A precedere e seguire la deliberazione, c’era stata una protesta laica di genitori e insegnanti e, per contro, una presa di posizione (ovviamente favorevole) della Curia.

Ora, però, il caso approda al Tar, attraverso un ricorso presentato da un gruppo di genitori e insegnanti, appoggiati dall’associazione Scuola e Costituzione.
I ricorrenti chiedono al tribunale amministrativo di sospendere la delibera. “Benedizioni e atti di culto di qualunque religione – spiegano – per loro essenza non costituiscono attività didattica o culturale e dunque non sono classificabili tra le attività scolastiche e neppure extrascolastiche”. Del resto, “non ha importanza che la celebrazione sia non obbligatoria, prevista al di fuori dell’orario scolastico, perché la partecipazione o meno a un atto di culto dentro i locali della scuola discrimina i componenti della comunità scolastica in merito alla partecipazione ad un’attività da questa deliberata in base alle proprie idee religiose”.

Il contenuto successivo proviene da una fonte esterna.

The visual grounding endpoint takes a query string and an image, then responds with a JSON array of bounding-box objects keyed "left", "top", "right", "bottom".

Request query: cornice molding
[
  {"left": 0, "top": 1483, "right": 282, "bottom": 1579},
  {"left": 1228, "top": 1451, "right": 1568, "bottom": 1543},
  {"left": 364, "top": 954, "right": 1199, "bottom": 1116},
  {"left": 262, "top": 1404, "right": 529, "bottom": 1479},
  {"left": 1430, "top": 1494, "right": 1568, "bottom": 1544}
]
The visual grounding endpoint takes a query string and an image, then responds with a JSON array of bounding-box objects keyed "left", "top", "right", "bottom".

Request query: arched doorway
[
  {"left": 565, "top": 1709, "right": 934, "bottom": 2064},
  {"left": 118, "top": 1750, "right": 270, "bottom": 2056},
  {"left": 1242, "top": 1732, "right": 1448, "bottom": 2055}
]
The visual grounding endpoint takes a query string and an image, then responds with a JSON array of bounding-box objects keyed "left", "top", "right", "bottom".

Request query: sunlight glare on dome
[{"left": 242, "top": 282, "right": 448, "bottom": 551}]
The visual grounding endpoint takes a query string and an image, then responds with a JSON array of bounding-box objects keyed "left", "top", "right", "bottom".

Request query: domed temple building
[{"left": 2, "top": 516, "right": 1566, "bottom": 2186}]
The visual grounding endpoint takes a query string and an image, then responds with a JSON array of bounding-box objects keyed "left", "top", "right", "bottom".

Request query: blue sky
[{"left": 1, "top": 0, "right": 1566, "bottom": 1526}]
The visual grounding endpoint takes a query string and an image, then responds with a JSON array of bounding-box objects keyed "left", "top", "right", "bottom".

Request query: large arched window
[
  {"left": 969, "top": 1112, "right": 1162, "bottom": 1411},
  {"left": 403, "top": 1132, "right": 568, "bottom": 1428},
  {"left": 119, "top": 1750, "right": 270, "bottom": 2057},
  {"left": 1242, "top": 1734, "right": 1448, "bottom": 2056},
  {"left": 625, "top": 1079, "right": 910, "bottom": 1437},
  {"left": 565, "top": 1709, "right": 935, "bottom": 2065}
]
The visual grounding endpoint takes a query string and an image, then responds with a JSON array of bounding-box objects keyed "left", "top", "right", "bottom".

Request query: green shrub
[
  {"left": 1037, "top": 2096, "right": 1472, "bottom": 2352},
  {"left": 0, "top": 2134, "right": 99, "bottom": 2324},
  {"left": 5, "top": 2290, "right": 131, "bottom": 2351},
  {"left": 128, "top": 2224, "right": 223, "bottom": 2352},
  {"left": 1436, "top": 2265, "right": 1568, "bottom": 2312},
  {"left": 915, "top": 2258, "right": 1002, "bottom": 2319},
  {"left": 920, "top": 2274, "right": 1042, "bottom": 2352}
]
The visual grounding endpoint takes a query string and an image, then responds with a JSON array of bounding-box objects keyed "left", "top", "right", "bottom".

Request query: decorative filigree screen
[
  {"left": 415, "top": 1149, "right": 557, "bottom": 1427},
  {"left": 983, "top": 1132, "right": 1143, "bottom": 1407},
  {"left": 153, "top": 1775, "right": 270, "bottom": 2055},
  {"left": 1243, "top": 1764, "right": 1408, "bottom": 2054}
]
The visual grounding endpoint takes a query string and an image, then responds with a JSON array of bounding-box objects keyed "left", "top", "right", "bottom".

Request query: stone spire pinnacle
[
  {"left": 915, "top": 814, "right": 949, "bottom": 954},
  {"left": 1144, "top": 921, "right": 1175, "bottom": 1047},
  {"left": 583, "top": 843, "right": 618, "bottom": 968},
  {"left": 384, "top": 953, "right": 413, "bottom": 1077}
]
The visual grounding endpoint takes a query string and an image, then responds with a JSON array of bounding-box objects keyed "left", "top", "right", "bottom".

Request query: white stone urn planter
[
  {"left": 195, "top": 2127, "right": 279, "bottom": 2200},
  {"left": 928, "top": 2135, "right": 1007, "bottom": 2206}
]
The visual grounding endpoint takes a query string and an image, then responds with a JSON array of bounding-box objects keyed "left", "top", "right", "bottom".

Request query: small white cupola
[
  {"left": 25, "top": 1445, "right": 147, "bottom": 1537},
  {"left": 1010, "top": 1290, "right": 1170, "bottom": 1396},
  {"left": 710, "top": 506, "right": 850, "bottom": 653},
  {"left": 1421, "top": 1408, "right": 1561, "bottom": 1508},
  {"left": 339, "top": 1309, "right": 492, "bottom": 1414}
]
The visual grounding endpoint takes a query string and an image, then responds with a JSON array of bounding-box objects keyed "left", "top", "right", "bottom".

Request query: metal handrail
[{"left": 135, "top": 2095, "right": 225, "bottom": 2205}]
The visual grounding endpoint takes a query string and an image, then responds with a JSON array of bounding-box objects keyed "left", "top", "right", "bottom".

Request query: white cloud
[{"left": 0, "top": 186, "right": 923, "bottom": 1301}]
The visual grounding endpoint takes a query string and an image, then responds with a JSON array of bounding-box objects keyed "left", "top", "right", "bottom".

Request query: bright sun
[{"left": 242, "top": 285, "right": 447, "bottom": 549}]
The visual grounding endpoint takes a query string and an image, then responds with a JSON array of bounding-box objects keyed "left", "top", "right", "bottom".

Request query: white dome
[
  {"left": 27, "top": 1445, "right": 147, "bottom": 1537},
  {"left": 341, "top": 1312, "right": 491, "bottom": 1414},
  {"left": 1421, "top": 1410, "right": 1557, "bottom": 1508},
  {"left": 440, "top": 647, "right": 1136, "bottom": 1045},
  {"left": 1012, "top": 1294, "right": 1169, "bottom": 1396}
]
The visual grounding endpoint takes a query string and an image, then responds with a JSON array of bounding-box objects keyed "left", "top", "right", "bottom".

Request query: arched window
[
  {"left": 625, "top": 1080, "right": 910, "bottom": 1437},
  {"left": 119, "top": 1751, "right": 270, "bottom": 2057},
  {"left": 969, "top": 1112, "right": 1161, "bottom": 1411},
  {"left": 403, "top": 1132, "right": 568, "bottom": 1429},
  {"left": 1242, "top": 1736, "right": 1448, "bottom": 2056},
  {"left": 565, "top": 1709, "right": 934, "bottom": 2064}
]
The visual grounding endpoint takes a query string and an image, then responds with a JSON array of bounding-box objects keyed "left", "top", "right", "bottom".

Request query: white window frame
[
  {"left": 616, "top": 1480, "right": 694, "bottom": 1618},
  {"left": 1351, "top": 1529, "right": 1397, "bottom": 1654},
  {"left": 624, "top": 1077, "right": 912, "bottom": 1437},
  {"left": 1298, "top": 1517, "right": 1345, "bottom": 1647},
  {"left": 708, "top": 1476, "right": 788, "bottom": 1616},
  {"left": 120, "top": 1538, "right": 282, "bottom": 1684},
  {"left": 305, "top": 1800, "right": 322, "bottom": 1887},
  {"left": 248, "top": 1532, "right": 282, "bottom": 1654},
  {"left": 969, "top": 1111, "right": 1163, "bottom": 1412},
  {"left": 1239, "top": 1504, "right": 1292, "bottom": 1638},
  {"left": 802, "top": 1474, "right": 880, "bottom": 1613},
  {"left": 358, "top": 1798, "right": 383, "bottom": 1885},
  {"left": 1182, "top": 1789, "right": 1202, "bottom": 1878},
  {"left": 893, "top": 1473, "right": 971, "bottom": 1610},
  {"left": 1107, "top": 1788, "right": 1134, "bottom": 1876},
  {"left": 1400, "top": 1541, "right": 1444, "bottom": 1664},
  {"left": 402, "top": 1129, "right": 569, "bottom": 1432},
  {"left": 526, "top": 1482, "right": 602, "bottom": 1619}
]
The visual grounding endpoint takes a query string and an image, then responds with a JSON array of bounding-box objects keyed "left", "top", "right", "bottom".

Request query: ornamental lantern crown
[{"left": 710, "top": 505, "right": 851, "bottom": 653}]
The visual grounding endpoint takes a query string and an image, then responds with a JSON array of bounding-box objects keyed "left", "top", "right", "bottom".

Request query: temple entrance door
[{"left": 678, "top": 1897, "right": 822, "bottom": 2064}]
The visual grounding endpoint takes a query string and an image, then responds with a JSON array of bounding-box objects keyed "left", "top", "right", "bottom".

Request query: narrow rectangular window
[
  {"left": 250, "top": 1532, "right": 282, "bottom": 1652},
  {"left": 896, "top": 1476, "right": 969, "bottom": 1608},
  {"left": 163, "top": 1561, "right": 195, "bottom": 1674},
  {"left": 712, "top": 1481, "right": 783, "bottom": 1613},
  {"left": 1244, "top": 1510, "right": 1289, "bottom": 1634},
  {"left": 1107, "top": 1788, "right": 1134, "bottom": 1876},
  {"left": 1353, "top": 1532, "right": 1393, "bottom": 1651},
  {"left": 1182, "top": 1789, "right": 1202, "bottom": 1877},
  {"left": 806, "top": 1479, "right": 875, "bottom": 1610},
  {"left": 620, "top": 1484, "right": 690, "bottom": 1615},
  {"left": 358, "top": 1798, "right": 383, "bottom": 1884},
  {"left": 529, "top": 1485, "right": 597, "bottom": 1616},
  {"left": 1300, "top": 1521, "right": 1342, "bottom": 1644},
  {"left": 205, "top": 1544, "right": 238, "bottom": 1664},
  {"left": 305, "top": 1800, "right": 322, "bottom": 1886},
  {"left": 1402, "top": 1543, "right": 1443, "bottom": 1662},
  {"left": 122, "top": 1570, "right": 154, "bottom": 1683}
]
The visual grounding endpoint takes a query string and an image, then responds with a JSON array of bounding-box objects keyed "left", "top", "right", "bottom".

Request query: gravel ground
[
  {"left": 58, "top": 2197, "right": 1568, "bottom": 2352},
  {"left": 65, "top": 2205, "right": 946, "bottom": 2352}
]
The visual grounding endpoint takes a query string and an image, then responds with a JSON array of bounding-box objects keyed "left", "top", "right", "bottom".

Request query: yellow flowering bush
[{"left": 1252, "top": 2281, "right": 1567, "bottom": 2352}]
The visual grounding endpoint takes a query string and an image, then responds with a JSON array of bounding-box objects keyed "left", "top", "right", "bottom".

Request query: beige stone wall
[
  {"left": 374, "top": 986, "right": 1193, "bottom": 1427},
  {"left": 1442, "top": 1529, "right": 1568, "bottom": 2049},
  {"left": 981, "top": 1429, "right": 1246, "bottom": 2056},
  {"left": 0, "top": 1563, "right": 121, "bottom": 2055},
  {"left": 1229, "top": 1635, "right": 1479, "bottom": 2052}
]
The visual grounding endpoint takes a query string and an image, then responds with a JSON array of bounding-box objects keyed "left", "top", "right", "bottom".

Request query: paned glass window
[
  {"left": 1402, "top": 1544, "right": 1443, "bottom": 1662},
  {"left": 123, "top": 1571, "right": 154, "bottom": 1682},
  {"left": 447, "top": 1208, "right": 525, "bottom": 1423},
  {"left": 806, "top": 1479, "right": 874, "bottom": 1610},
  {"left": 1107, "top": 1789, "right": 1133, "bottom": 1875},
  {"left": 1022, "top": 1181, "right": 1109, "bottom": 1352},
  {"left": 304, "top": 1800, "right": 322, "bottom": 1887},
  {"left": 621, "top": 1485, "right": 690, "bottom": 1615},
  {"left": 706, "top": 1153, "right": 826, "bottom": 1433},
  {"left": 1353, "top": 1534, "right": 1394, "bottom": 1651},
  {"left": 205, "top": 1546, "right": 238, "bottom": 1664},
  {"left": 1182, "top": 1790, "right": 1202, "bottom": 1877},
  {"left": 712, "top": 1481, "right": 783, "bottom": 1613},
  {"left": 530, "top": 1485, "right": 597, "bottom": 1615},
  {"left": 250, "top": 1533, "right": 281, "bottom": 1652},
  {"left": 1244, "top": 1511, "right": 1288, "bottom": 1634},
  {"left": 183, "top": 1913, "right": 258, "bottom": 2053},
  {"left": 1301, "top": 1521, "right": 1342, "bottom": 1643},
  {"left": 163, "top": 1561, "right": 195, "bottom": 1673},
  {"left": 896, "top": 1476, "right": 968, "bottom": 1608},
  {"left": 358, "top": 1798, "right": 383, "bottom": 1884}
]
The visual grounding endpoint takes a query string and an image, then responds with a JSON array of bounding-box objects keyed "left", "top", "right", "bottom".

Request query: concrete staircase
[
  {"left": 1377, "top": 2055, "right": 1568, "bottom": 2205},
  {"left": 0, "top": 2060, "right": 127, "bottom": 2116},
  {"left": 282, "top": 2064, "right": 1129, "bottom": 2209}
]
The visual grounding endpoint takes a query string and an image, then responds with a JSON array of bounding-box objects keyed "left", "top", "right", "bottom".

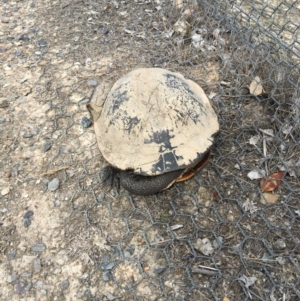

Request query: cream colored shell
[{"left": 90, "top": 68, "right": 219, "bottom": 176}]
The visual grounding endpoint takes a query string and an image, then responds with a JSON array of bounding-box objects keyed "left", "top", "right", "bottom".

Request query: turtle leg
[
  {"left": 176, "top": 149, "right": 211, "bottom": 182},
  {"left": 119, "top": 169, "right": 184, "bottom": 196}
]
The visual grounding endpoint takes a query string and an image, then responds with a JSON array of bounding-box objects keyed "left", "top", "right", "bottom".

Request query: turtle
[{"left": 87, "top": 68, "right": 219, "bottom": 196}]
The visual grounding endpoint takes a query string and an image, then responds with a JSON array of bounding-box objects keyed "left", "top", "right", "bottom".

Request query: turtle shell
[{"left": 91, "top": 68, "right": 219, "bottom": 176}]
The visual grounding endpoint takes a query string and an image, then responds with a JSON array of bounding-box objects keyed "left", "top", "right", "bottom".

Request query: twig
[
  {"left": 31, "top": 166, "right": 69, "bottom": 177},
  {"left": 192, "top": 267, "right": 219, "bottom": 276}
]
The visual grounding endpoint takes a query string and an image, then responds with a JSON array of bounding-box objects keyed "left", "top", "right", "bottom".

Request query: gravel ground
[{"left": 0, "top": 1, "right": 299, "bottom": 301}]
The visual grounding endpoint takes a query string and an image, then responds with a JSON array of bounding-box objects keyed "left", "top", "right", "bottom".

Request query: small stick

A rafforzare la posizione di Scuola e Costituzione c’è già una sentenza, proprio del Tar dell’Emilia Romagna, che afferma come gli atti di culto e le celebrazioni si debbano compiere unicamente nei luoghi a essi naturalmente destinati, che sono le chiese e i templi e non nelle sedi scolastiche, in sedi cioè improprie e destinate alle attività didattiche e culturali, finalità appunto della scuola”.
I ricorrenti, inoltre, mettono in discussione la legittimità stessa della delibera: “Il consiglio di Istituto si è arrogato senza motivazione un diritto che non ha, neppure chiedendo il parere del Collegio dei docenti, organo che ha il compito di programmare tutte le attività didattiche e formative”. Per questo chiedono al Consiglio stesso di ritirare la decisione.